24 Hours Later, We Have Not Woken Up From This Bad Dream

Andrew Anglin
Daily Stormer
April 8, 2017

As I write, it has been 24 hours since I heard the announcement of the launch of tomahawk missiles against the Assad regime in Syria.

I’m sure for a lot of people, it still hasn’t really sunk in that this is happening. It’s very confusing, and no matter who you look to, no one has any answers.

Though I drew up a list of various possibility yesterday, I think there are really only two options:

1.) This is some kind of complicated chess move we don’t understand meant to confuse Trump’s enemies or to create some kind of leverage against the Jews somehow, or

2.) He is being blackmailed.

Meanwhile, the Jewish media is offering no explanation at all for what the hell is going on, and, led by the New York Times, they are claiming the sole reason that this happened was that Trump felt sad when he saw pictures of gassed children.

This is also the first time ever, I believe, that the New York Times is taking Trump’s statements at face value, and reporting them as truth.

New York Times:

The images were heartbreaking: Children gasping and choking for breath, their mouths foaming. A grief-stricken father, cradling the lifeless bodies of his two children, swaddled in white blankets. But they were also familiar, a harrowing flashback to 2013, when the Syrian government unleashed the last major poison gas attack on its own people.

This time, though, a new American president was seeing the pictures and absorbing the horror.

Donald J. Trump has always taken pride in his readiness to act on instinct, whether in real estate or reality television.

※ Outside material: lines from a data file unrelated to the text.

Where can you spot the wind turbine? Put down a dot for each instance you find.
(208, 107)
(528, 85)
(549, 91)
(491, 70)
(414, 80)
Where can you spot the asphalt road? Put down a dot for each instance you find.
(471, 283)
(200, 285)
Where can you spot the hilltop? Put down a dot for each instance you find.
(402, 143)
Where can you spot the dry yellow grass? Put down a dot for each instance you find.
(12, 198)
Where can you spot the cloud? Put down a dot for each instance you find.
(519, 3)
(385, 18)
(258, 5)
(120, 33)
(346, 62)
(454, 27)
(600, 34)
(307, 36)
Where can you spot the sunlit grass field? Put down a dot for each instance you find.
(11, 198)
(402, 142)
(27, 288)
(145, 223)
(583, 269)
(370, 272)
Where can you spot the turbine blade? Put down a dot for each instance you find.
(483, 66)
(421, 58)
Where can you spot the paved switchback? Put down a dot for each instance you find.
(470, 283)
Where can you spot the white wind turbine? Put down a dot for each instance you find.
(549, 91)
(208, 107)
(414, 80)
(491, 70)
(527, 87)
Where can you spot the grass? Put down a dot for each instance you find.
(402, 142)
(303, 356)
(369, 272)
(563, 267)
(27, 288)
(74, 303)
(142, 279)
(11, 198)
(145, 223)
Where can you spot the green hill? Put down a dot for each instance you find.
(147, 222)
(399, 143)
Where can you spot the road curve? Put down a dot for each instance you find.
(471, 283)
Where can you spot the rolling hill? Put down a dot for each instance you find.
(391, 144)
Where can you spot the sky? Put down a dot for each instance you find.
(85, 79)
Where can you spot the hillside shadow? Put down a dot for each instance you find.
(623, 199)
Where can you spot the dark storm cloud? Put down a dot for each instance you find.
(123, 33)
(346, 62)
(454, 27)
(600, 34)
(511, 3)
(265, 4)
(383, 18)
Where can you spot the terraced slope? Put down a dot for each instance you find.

On Thursday, an emotional President Trump took the greatest risk of his young presidency, ordering a retaliatory missile strike on Syria for its latest chemical weapons attack. In a dizzying series of days, he upended a foreign policy doctrine based on putting America first and avoiding messy conflicts in distant lands.

Mr. Trump’s advisers framed his decision in the dry language of international norms and strategic deterrence. In truth, it was an emotional act by a man suddenly aware that the world’s problems were now his — and that turning away, to him, was not an option.

“I will tell you,” he said to reporters in the White House Rose Garden on Wednesday, “that attack on children yesterday had a big impact on me — big impact. That was a horrible, horrible thing. And I’ve been watching it and seeing it, and it doesn’t get any worse than that.”

So, we are being told that Trump was like, “I have an ideology, values, people who voted for me relying on me, a duty to America, a duty to the entire world not to start a world war – but when I saw those pictures of the babies, I was just like ‘fuck all that, these baby pictures have made me really sad.'”

This is absurd.

Donald Trump is a grown adult man.

This is baby-tier fake news for women and retards.

Look at this room:

You’re telling me this was a group-counseling session with all of these men sitting around talking about how pictures of babies made them feel?

That’s even stupider than the initial “he gassed his own people for no reason” claim.

When I look at that picture, I don’t see a group-counseling session for adult men grieving over photos of Middle Eastern children.

What I see is a Jew at the table, and the one guy who should have been making this call over in the corner next to a lamp.

If you enlarge that picture and stare at it, Kushner appears to be looking directly at Bannon and not at Trump.

The New York Times has also reported just an hour ago that Trump is fed-up with the “infighting” between Kushner and Bannon and may act soon. Obviously, NYT reports are only true about 30% of the time, but this one could be in the 30%.

Removing Bannon from the table while making a decision this huge is extremely symbolic.

And it seems to me that I know where this is most likely going. And I am able to admit that to myself. Steve Bannon is either going to be fired or moved to some corner-of-the-room position, in which case he will most likely resign.

Steve Bannon won the Presidency.

It is Steve Bannon’s vision that we voted for.

Removal or demotion of Bannon is a direct attack on the support base of Trump, and it is a betrayal of America.

Kushner is not just a neoconservative warhawk, he is also pro-open borders, pro-Islam, pro-amnesty. He is all of the opposite positions. In short, he is a Jew.

To me personally, it is clear that Trump is acting under duress, being blackmailed in some way. However, that doesn’t really matter, does it? The effect is the same as if he actually had an emotional breakdown while look at Syrian baby pictures and decided the Jews were right all along.

Today, I’m going to try and do a normal news day, try to write some articles about things unrelated to this fiasco. Going to do my best. The SPLC is getting sued, for instance. That’s good news.